I don't mean any disrepsect so don't take this the wrong way but that SFGate article is not news. Handouts from Mom and Pop have been going on for at least the last few years and in fact have been a regular feature since at least the 80s; it's no surprise in the least that such behavior has picked up in the last few years what will affordability in the toilet. This is another "the boomers are going to save the housing market" sort of argument/wishful thinking. Ain't going to happen.

Marinite said...

Thanks for the link rejunkie. I have to agree with anon 13,498,764 (heh heh) that this is nothing new. And yes, it's not at all surprising and has been a regular feature of the California markets for years, especially here in the Bay Area.
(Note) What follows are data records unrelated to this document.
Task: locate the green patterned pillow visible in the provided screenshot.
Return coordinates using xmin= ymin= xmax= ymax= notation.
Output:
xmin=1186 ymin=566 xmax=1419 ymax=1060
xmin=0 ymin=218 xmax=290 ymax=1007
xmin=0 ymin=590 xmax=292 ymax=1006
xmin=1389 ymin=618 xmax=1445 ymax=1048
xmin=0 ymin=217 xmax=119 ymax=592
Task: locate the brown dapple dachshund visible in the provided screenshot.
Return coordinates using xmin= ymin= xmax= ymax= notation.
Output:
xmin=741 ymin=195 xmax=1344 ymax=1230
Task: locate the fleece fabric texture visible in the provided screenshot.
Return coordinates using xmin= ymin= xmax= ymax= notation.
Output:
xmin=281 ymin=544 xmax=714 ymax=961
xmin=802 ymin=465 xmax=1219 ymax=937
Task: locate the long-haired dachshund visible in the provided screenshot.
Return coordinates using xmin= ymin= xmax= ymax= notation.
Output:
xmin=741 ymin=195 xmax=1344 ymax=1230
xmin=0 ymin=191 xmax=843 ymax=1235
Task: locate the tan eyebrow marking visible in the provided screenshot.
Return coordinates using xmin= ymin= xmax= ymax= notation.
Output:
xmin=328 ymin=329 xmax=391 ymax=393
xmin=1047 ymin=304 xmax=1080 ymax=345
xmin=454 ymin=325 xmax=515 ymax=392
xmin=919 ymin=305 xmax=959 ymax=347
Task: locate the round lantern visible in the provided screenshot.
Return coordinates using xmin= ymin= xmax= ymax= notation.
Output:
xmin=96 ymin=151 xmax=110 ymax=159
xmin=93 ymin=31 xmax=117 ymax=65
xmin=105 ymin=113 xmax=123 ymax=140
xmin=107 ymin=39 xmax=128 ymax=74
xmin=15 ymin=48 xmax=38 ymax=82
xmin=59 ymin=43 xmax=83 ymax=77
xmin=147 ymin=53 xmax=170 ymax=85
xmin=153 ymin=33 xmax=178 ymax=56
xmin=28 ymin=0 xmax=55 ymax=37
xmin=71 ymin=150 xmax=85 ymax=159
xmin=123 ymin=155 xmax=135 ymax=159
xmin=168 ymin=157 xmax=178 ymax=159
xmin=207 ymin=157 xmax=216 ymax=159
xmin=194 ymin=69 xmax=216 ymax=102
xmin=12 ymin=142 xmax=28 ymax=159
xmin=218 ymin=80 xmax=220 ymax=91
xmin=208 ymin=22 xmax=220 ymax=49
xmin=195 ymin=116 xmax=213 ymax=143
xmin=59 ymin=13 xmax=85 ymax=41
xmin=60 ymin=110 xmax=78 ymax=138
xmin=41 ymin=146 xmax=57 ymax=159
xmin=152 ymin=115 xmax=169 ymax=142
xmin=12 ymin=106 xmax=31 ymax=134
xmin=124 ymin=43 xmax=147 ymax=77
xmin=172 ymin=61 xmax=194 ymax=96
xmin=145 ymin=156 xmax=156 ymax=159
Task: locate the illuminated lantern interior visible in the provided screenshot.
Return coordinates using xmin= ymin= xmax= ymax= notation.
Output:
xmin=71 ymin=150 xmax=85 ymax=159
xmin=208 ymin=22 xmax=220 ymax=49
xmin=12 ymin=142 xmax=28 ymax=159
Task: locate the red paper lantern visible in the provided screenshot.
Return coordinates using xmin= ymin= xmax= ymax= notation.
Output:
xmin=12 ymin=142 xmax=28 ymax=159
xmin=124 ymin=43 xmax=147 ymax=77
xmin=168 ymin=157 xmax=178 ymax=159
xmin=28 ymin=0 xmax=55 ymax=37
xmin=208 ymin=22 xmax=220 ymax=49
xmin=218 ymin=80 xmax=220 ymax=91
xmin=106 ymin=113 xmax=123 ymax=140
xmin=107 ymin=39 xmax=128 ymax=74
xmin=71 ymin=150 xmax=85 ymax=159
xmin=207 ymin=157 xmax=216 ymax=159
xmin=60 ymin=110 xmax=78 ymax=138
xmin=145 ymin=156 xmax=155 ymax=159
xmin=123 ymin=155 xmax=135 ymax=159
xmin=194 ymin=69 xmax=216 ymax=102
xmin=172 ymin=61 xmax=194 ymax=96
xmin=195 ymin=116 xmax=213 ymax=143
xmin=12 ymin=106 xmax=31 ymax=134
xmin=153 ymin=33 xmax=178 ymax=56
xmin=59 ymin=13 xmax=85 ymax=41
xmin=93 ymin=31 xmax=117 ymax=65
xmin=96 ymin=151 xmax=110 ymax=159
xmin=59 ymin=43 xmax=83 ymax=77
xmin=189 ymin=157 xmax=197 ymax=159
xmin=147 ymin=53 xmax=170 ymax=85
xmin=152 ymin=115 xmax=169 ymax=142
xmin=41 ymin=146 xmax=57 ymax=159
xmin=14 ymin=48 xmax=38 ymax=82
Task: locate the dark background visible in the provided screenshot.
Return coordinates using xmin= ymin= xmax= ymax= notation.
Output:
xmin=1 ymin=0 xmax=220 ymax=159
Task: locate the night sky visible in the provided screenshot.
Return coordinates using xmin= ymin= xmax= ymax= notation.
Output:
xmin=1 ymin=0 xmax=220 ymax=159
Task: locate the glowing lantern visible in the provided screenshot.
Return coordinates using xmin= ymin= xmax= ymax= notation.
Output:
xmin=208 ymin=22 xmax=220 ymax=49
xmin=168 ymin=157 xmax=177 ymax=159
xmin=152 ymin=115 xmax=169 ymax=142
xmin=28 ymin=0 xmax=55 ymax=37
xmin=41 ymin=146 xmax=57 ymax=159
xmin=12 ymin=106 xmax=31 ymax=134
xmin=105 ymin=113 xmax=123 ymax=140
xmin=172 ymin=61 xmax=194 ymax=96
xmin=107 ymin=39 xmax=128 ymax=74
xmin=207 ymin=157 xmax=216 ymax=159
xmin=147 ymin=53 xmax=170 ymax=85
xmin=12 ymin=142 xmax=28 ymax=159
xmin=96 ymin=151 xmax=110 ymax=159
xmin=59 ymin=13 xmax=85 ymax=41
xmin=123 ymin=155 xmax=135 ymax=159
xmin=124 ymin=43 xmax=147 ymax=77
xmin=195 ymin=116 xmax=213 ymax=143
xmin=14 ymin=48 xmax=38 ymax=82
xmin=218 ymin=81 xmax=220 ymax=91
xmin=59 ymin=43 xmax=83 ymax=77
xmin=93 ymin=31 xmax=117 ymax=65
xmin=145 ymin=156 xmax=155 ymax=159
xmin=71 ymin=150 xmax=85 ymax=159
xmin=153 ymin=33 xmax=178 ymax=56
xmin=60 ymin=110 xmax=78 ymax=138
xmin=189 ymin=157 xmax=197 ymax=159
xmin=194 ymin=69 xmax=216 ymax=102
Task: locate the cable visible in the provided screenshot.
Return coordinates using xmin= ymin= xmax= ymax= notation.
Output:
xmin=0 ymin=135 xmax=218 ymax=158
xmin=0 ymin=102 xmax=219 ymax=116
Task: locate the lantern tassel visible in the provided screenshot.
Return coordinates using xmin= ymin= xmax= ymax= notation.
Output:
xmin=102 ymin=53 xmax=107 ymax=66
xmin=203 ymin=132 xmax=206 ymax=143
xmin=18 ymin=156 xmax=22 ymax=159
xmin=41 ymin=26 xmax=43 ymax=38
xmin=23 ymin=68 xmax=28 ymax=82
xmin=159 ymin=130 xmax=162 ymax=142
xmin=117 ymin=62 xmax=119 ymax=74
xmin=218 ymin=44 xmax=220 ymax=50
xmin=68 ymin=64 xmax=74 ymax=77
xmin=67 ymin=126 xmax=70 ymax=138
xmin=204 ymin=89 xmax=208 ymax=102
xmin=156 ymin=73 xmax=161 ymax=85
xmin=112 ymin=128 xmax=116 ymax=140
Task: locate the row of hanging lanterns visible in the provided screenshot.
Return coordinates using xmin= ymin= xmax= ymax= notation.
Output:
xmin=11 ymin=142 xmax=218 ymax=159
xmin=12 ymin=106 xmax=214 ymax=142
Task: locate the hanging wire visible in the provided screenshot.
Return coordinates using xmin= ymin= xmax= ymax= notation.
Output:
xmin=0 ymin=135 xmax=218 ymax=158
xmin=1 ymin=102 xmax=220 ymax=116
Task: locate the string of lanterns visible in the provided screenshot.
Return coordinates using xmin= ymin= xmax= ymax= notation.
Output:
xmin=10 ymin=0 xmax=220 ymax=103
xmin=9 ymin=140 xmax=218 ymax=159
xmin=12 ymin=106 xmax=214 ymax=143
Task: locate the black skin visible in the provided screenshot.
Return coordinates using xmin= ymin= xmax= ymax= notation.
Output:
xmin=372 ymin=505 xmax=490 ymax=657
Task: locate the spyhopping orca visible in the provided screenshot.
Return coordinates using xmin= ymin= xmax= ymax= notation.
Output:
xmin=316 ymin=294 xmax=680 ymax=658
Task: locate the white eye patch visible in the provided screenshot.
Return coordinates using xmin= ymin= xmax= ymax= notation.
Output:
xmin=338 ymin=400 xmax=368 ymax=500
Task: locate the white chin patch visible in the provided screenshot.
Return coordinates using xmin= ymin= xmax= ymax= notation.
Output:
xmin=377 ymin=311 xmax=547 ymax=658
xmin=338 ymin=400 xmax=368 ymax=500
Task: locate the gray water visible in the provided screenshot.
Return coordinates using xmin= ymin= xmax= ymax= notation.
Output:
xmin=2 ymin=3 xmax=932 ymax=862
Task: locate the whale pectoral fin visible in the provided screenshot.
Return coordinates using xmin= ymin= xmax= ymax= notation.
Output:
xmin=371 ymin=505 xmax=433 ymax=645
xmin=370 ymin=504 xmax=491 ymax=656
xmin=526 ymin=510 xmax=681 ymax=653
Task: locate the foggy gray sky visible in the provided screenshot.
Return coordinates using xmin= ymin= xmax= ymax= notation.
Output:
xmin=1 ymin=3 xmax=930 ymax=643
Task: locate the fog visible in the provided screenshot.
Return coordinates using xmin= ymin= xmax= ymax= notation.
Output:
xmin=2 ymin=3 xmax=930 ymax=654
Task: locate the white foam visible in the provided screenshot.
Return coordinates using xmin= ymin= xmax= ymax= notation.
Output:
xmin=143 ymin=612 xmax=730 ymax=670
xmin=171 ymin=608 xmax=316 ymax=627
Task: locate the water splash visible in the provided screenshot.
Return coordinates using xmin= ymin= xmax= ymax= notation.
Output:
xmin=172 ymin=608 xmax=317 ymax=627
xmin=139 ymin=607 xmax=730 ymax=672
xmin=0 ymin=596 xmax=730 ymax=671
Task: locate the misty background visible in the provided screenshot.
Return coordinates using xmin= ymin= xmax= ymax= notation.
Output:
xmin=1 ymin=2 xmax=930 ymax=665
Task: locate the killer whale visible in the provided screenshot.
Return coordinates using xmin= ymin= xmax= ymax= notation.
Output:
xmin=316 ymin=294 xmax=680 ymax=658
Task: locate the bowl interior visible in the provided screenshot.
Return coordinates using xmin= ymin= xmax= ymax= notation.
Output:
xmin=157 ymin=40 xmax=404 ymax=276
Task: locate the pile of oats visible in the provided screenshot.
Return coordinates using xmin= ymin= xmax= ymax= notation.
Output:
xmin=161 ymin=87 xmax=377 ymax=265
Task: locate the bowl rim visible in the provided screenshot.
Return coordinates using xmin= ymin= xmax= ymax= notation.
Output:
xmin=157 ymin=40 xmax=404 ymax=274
But you have to wonder why anyone would want to plop down a huge chunk of change for a house now, at roughly the peak of the bubble. Many pundits claim that the correction is going to last at least 10-15 years (go see the iTulip site for one; look at the historical data on this site). Most people move every 7 years or so. How many people can afford to wait 10-15 years before their house starts appreciating over what they paid for it? Also, look at the demographics of who has been buying houses like crazy. A much larger than "normal" percentage has been by 20-somethings. Good for them but most 20-somethings are a rather mobile lot, don't want to get tied down at such a young age, want to be able to move to take advantage of new career opportunities, take months long trips to Europe or where ever, etc. The point is how many 20-somethings do you think can afford to wait 10-15 years for their "investments" to return to profitability (and it only gets more complicated when you consider that a lot of these young people are going in together with friends)? Oh, and it seems like every month we hear about new layoffs in our supposedly strong economy. Just yesterday I read about how AOL is laying off 5000 people, Intel 1200. And yep, I firmly believe we are headed into a recession and it is likely to be the worst recession in memory and may very well be global in scope. And then you have to think about all the lenders, realtors, construction workers, sellers of furnishings, etc. who will and are losing their jobs which will affect all bubble markets. So again I ask you, why would anyone want to buy now? It's time to be financially defensive.

The market has quite obviously turned. The psychology has clearly changed and will only become more bearish. And unless Bernanke can find another bubble to blow to prop up our bubble-based economy the recession is inevitable. But good things will come out of an economic crash and we will be better off for it; they always do.